TV Review: Breaking the Mould – The Story of Penicillin

“Dirt is the enemy”

Breaking the Mould was a 2009 TV movie for BBC4, starring Denis Lawson and Dominic West, about the development of penicillin for use as a medicine. It occupies that strange ground of fictionalised reality, in that it is based on real people and events but contains invented scenes “for the purposes of the narrative”. Added to that is a rather tight timeframe of 80 minutes in which the story is told, which results in a rather lightweight affair, which is nonetheless intermittently entertaining.

Starting in 1938, after beginning with one of those annoying flash-forwards to the end of the story, the film focuses on a group of scientists at the Dunn School of Pathology in Oxford, led by Australian Howard Florey. Aided by the German Ernst Chain and the English Norman Heatley, he was preoccupied creation of a stable form of penicillin that could be developed for medical use, following Fleming’s initial discovery of its antibacterial properties.
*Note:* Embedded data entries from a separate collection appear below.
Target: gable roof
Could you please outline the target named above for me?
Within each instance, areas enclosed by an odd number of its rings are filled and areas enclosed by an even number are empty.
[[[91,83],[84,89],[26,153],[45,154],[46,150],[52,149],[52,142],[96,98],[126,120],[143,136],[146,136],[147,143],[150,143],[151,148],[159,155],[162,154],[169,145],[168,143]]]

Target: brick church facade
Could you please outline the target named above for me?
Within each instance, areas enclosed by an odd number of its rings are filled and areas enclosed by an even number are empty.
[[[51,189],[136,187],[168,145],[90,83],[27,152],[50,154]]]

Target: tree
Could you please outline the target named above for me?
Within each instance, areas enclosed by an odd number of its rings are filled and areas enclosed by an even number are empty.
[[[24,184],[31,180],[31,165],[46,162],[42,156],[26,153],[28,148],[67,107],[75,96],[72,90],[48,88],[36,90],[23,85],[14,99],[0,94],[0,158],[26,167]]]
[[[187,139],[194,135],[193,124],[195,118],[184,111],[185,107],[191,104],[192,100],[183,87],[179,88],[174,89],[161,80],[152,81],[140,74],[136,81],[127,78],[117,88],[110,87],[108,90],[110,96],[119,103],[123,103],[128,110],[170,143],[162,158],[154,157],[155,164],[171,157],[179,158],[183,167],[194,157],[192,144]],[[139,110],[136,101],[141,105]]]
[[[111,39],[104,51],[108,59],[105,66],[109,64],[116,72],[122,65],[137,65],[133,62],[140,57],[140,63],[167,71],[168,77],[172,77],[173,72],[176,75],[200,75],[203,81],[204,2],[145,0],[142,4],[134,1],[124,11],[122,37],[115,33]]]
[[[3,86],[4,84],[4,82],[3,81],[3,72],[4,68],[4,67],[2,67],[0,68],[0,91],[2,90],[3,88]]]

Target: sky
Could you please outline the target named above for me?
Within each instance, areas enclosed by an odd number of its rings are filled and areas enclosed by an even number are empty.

Against the antipathy of the scientific community and the hardship imposed by the declaration of WWII, their determination to succeed eventually led to one of the most significant discoveries of the century, although it doesn’t always necessarily feel like it here.

There’s the distinct feeling that in order to make this palatable for a television audience, there had to be something akin to dumbing down of the material, even though it was on BBC4. Kate Brooke’s script is light on science but heavy on proclamations, and Peter Hoar’s direction relies heavily on montages featuring Benjamin Wallfisch’s atmospheric and moody music, lending it a rather slight feel overall. There’s a tendency for the storytelling to feel rather rushed too, somewhat ironically given the amount of time devoted to these wordless scenes. Sometimes it works well – the effects of a scratch from a rose-bush horrifyingly depicted with a devastating speed; sometimes it is too hurried – the over-simplification of the initial clinical trials on human subjects not giving enough of the sense of time and work necessary here. 

But at the same time, it is important to remember that is isn’t a scientific documentary but a piece of entertainment, and taken on this level, there is much to enjoy. Dominic West’s cool composure as the determined Florey is highly watchable, and he is brilliantly partnered by Oliver Dimsdale as the excitable Chain and Joe Armstrong as the highly efficient Heatley, who together work incredibly hard and inventively to get penicillin to a point where it can be produced for medical use and thus begin its trials on living subjects.

Denis Lawson makes a late officious entry as the advantageous Dr Fleming who, knowingly or otherwise, becomes the figurehead of the eventual discovery once it’s made public, thereby negating the contributions of the above trio. John Sessions and Sam Heughan make good impact with their small roles too. Perhaps a little too obviously to counteract the male-dominated environment, Kate Fleetwood, as research assistant Margaret Jennings, is shoehorned into several scenes but sadly gets little to do but correct grammar and make pleased faces.

At just 80 minutes, Breaking the Mould certainly never outstays its welcome but neither does it really justify its existence as a piece of powerful television making. Even stopping the story where it does feels like a bit of a mis-step – the frustrations of the scientists who feel gazumped by Fleming aren’t explored in any dramatic sense (as this is the end) nor ultimately particularly justified as Fleming, Florey and Chain were jointly awarded the Nobel Prize in 1945 as the closing credits inform us. So a curiosity, but not one worth really going out of your way for, in my opinion.